There are multiple functions in R to fit the so-called M*k* model for discrete character
evolution. For instance, there is `ace`

in the ape package, `fitDiscrete`

in geiger, and now `fitMk`

in my package, phytools - which has a lot of similarity
to `ace`

, but some important differences.
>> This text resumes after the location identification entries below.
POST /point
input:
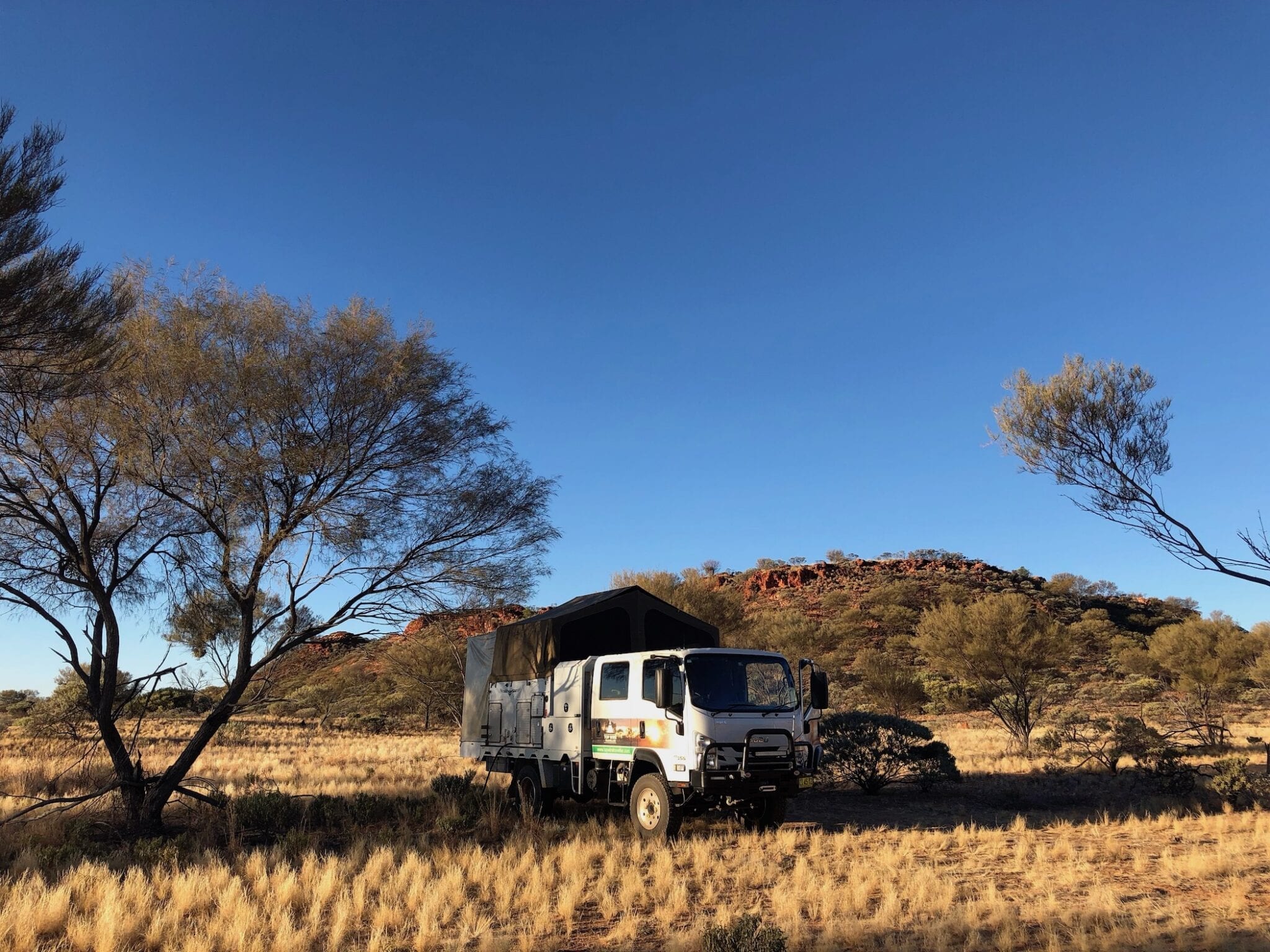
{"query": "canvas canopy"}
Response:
(602, 624)
(481, 656)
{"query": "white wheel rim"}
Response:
(648, 809)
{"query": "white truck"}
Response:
(623, 699)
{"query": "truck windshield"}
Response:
(726, 682)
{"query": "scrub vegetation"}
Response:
(339, 839)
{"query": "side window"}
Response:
(651, 683)
(614, 679)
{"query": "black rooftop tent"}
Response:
(602, 624)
This does not even consider the functions
of phangorn and diversitree, which can also be used to fit this model.

A casual user may discovery, however, that although these methods all purport to be fitting the
same model, parameter estimates and likelihoods often differ ever so *slightly* (but more
than one would expect based on the limits of numerical precision) between methods.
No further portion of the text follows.